Back to basics: Rules of vision (or, things we can’t help seeing) – part I

Did you notice the sign above the man’s head? What about the house number? Or what appears to be a Cuban flag in the doorway? Or was the moving man the first ‘anchor’?

Judging from the correspondence and comments flying around recently, it’s about time we did a refresher course here on the fundamentals of composition and image-making. As usual, there’s far too much obsession over hardware and not enough thought about what it’s actually being used for. This will be the first of several posts from the archives in this theme. That said, those people are unlikely to read these posts anyway…

Regular readers will know that I hate arbitrary maxims labelled as ‘photographic’ rules simply because there is no such thing as a ‘universal scene’ or universal set of parameters for every image. Every composition is different, and every creative intention is different, which means the whole premise of there being a fixed set of laws that make a ‘good’ image or ‘image that works’ can only be nonsense. However, I do think there are some fundamental principles of human vision – and consequently psychological response to elements in an image – that we cannot ignore since they directly influence the response of our audience to the ideas we are trying to present. That is what I wish to address today: what are the autonomous/ subconscious/ reflex/ automatic – pick your preferred term – visual responses that we should be aware of and seek to utilise when we compose an image? Think of this post as the predecessor to The Four Things: it’s the underlying reason why some of the Things have to be the way they are.

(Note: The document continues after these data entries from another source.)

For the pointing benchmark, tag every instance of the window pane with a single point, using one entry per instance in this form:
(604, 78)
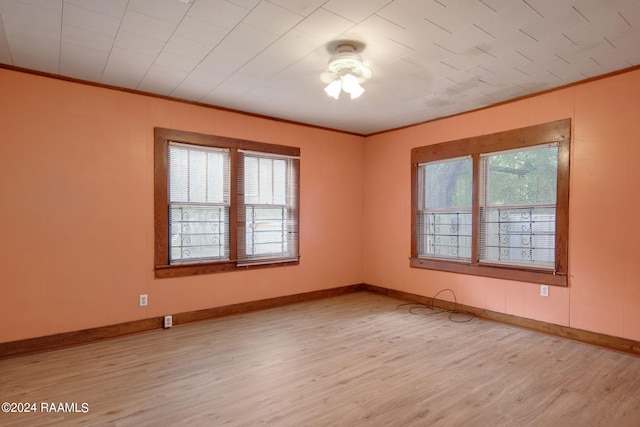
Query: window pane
(198, 232)
(444, 216)
(266, 231)
(198, 203)
(518, 207)
(198, 175)
(270, 213)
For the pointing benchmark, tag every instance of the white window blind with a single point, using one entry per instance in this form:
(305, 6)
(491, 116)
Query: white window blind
(269, 216)
(518, 207)
(198, 203)
(444, 213)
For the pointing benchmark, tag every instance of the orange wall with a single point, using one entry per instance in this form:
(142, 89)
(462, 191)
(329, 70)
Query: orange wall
(76, 213)
(604, 275)
(76, 191)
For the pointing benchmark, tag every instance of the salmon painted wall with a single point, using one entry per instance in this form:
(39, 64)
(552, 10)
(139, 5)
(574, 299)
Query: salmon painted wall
(604, 274)
(76, 213)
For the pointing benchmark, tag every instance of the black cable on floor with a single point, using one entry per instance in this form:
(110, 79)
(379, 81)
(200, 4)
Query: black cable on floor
(421, 309)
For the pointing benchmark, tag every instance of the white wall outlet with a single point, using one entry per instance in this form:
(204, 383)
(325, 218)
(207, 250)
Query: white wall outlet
(544, 290)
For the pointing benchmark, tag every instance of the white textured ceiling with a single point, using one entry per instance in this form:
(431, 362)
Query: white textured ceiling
(430, 58)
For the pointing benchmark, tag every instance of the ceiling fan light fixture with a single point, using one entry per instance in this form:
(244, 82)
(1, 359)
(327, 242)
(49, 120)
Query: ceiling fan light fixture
(348, 70)
(351, 85)
(333, 89)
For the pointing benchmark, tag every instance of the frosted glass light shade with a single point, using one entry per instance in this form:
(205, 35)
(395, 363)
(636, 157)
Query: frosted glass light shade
(333, 89)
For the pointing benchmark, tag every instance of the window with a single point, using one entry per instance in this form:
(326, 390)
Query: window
(223, 204)
(494, 205)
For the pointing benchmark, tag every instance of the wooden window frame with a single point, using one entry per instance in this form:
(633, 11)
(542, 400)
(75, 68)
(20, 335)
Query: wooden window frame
(554, 132)
(162, 137)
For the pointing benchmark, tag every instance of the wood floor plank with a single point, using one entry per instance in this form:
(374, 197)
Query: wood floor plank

Here’s what I’ve found so far, and their implications on the underlying structure of an image – there may well be more that I’m not consciously aware of:

We are attracted to anything that breaks pattern
This is the first principle in many ways, because everything that comes after this is contingent upon it: a uniform surface that fills our entire field of vision does not attract any attention in itself, yet the slightest flaw or imperfection or break draws our eyes straight away. The same is true of a scene in the real world: anything that seems out of place, either logically or in a contrast/color/tone continuity sort of way, will jump out. The only time something that’s uniform and homogeneous draws attention is when it’s a much smaller part of a whole – then it breaks pattern from the rest of the frame by being empty.
Photographic implication: Make sure your subject breaks pattern to stand out; think of camouflage and reverse camouflage.

We follow lines
Lines break pattern because they divide up the overall composition – our eyes then follow the break until we reach the end, presumably looking for the reunification of the two sides of the break. Where a line begins and ends inside a frame, we mostly ignore it. Where it does not, or takes up a large enough portion of the frame, we cannot, and we follow it to the end. Since most cultures read top left to bottom right, we tend to follow lines in this order of priority; however, we also follow lines from bottom to top of the frame because that follows the general layout of the world – things at our feet are generally closer than things in the middle of our field of view, unless this is broken by other circumstances.
Photographic implication: Use lines to lead the eye to the intended subject, or draw the audience through the frame past subjects in the intended causal direction for your story.

We look inside frames
Frames are closed lines that land up isolating a single specific section of the composition from the rest of it. They are boundaries between the isolated element and the background. For the same reasons we use frames to isolate a picture from the rest of the wall, but still require the rest of the wall for situational context, an image is stronger when structured this way.
Photographic implication: Put your subject inside an area of uniform textural continuity; it doesn’t have to be an actual frame, but even a plain background running most of the way around will do the trick.

We prioritise more and bigger
A big object will stand out more than a small one within the same presentation space, as will a brighter one, a more colourful one, etc. Tension and balance are created when you have two objects of similar or identical visual weight competing for your attention. They do not have to be identical objects, just objects of identical prominence relative to the background.
Photographic implication: Consider the visual mass distribution of your composition: it shouldn’t tip to one side as though it’s trying to throw you outside the frame, and the heaviest part should be where you want your audience’s attention to settle. Note that there are factors that can significantly alter visual weight such as pattern recognition…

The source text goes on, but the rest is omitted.